Born in 1938, Kufuor is a devout Roman Catholic. A lawyer who studied at Oxford, he held positions as Deputy Foreign Minister and as Secretary for Local Government where he initiated the policy that formed the basis of the country's present decentralised district assemblies.

Known as the "Gentle Giant", Kufuor, however, is said to lack the common touch of his predecessor, Jerry Rawlings. John Agyekum Kufuor, 61, has succeeded in second shot at the presidency after losing to outgoing President Jerry Rawlings in 1996.
Since his nomination as the New Patriotic Party's (NPP) candidate two years ago, Mr Kufuor has beaten paths into the remote countryside, pressing the flesh of folks and drinking from their water-pots in an effort to break the NDC's rural stranglehold and reverse his party's urban/bourgeois image.

However, the NPP lacked logistics and money to pay for media advertising campaigns, and Mr Kufuor is unconvincing as a public speaker. Mr Kufuor studied Law at Oxford University and became an MP and Deputy Foreign Minister in 1969 at the age of 30.

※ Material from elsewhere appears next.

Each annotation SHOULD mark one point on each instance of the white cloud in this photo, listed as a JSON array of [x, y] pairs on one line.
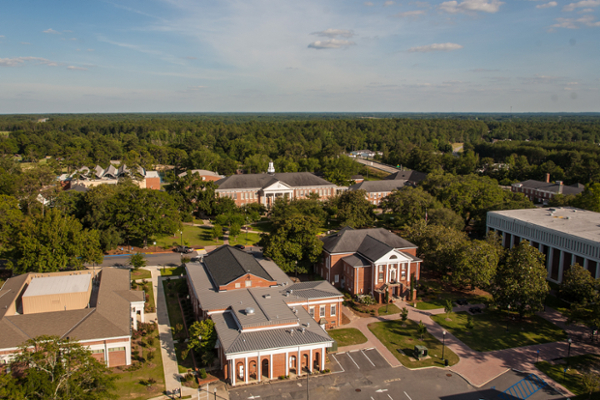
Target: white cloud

After a lull in his political career following the military coup of 1972, he returned to parliament in 1979.

After the 31 December 1981 coup d'etat led by Jerry Rawlings, he served as Secretary for Local Government, but resigned seven months later to pursue business interests.

While a lot of night-oil has gone into the NPP's manifesto of prescriptions for the ailing economy and social sectors, it was largely based on pledges, and plays on hope.

Nevertheless, Mr Kufuor has the goodwill and support of throngs of loyal party supporters, as well as many Ghanaians who simply want a clean break from the Rawlings era.

This was enough to see him emerge the strongest candidate in the first round of voting.

In the second round, the endorsement of the five opposition candidates who had been eliminated in the first round made Mr Kufuor's lead even more decisive.